Nel 1965 erano già stati catturati nell’isola gli ultimi rivoltosi e si era
prodotto un decremento delle infiltrazioni di agenti della CIA per l’efficace
risposta contro queste attività da parte delle Forze Armate, del Ministero
dell’Interno e delle Milizie Operaie e Contadine. Nel 1969 la CIA ha disattivato
il Centro Operativo di Miami, ma non ha cessato le sue attività, ma ha
continuato a dirigerle dagli uffici centrali di questa agenzia di spionaggio.
Da allora sono state utilizzati diversi modi di infiltrazione di agenti
clandestini nell’isola, ponendo enfasi sul sabotaggio economico, nel provocare
confusione ideologica, sugli attentati contro i leader, sul terrorismo e sullo
spionaggio politico ed economico, per intorpidire i negoziati commerciali
dell’isola con gli altri paesi e senza mai porre fine alle violazioni dello
spazio aereo né alle provocazioni di ogni tipo.
Secondo il Ministero delle Relazioni Estere di Cuba, dopo la conclusione della
cosiddetta Guerra Fredda la macchina di destabilizzazione politica degli Stati
Uniti ha concentrato le sue operazioni contro il paese caraibico con un costo
annuale superiore ai 700 milioni di dollari.

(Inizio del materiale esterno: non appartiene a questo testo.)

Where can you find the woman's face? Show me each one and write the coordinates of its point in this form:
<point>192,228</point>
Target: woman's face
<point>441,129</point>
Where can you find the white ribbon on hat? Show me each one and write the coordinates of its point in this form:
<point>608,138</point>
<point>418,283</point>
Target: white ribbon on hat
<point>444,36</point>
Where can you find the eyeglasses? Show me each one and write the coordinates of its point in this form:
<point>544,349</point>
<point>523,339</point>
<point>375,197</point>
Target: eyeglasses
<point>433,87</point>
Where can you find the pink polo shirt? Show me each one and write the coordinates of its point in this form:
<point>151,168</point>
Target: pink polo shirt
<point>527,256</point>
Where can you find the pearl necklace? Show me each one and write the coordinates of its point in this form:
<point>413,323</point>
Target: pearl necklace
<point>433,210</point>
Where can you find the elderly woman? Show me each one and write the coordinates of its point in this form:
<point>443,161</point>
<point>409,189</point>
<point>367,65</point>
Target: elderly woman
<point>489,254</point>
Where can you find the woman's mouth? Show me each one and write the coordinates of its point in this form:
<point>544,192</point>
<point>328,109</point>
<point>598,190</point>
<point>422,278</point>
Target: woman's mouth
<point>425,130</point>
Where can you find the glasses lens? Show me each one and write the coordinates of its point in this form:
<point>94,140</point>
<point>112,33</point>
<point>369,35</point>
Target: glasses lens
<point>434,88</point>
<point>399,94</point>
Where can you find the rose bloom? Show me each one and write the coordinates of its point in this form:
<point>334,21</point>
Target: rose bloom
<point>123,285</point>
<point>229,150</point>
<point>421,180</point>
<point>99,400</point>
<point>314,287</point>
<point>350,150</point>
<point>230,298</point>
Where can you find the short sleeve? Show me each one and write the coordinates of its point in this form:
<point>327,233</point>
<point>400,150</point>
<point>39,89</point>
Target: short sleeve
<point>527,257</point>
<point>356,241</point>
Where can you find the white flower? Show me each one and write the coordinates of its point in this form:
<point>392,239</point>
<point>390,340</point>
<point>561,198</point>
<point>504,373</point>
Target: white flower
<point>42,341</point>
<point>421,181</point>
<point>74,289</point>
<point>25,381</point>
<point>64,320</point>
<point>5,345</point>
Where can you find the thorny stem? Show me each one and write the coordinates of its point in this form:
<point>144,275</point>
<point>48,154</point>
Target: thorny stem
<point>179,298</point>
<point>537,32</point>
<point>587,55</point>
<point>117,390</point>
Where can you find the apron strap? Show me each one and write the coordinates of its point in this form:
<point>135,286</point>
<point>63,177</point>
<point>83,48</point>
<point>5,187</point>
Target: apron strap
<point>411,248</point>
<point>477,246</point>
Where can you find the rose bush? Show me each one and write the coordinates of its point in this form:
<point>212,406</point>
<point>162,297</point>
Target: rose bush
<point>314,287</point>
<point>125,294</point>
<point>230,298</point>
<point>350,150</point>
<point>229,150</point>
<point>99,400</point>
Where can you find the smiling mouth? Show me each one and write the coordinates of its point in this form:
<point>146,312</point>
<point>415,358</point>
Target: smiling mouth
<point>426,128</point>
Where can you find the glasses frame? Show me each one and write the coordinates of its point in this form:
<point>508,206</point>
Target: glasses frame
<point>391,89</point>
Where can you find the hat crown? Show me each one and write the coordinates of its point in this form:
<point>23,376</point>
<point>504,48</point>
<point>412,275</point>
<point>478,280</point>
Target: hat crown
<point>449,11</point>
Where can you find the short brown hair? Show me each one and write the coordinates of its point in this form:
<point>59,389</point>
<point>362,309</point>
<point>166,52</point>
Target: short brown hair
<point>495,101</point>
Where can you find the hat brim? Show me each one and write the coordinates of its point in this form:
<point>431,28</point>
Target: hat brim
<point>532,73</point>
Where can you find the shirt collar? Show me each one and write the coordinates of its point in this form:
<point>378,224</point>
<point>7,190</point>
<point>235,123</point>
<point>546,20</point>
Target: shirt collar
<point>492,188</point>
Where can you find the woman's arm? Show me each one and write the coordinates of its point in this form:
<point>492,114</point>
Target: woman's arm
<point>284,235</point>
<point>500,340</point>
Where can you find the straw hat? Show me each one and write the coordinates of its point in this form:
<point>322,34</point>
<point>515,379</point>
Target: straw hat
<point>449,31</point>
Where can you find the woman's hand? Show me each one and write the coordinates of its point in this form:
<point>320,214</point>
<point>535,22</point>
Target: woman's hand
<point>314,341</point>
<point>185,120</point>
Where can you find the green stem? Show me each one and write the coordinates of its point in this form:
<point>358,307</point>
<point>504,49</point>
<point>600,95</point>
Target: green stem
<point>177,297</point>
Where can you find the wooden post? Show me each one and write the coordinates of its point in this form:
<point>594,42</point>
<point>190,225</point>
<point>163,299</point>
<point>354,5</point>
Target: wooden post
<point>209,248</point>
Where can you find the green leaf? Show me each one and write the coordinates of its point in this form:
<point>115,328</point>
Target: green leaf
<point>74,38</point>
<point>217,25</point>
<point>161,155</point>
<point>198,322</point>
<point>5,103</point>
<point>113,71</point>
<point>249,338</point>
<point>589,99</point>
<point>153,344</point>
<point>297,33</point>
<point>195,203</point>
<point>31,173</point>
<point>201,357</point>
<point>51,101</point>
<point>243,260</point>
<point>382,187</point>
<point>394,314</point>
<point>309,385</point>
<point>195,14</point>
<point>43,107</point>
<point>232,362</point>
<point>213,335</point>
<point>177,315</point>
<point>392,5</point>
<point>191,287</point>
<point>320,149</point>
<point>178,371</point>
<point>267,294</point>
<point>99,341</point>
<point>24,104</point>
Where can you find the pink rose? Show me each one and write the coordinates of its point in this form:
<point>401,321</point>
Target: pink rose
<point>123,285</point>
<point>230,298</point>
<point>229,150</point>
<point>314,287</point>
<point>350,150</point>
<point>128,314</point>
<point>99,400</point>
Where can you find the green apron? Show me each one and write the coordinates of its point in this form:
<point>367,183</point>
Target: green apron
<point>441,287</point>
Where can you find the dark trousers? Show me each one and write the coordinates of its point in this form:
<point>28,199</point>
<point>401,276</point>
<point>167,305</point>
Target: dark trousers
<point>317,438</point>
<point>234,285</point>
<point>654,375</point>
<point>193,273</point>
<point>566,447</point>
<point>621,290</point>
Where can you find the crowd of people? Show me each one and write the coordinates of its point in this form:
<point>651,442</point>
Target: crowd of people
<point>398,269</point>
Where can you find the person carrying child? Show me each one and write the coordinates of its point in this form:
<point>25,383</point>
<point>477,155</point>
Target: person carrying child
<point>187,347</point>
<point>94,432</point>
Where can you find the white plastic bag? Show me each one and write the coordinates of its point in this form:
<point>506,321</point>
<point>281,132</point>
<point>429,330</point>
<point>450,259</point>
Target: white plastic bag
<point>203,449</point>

Inoltre, l’ex-agente della CIA Phillip Agee nel 1994 ha affermato che questa
agenzia nordamericana prosegue nelle sue operazioni di spionaggio, sovversione e
incitamento contro la Rivoluzione cubana iniziate nel 1959.
Alla fine del 1997 e agli inizi del 1998, circa 1.500 pagine degli archivi
militari degli Stati Uniti che si riferivano ad azioni segrete contro Cuba tra
il 1962 e il 1964 sono state desegretate e rese note all’opinione pubblica.
Documenti ufficiali, che evidenziano come oggi si possano tramare a Washington
aggressioni contro l’isola, che forse potranno essere conosciute fra 35 anni,
rivelano come venivano pianificate autoaggressioni reali o fittizie per
utilizzarle sotto forma di argomenti che giustificavano un’invasione contro
Cuba.
Tra queste idee risaltano:
affondare, con aerei preparati per farli apparire come quelli della Forza Aerea
Cubana, imbarcazioni di rifugiati che erano diretti verso la Florida
fare esplodere bombe in luoghi particolari di Miami e fare attentati contro la
vita di rifugiati in questa città, facendoli apparire come azioni dirette
dall’isola
simulare un attacco di Cuba a una nazione caraibica attaccata realmente da aerei
nordamericani camuffati
dirigere questo tipo di attacco camuffato contro imbarcazioni statunitensi, la
base navale di Guantánamo o contro aerei civili nei Caraibi.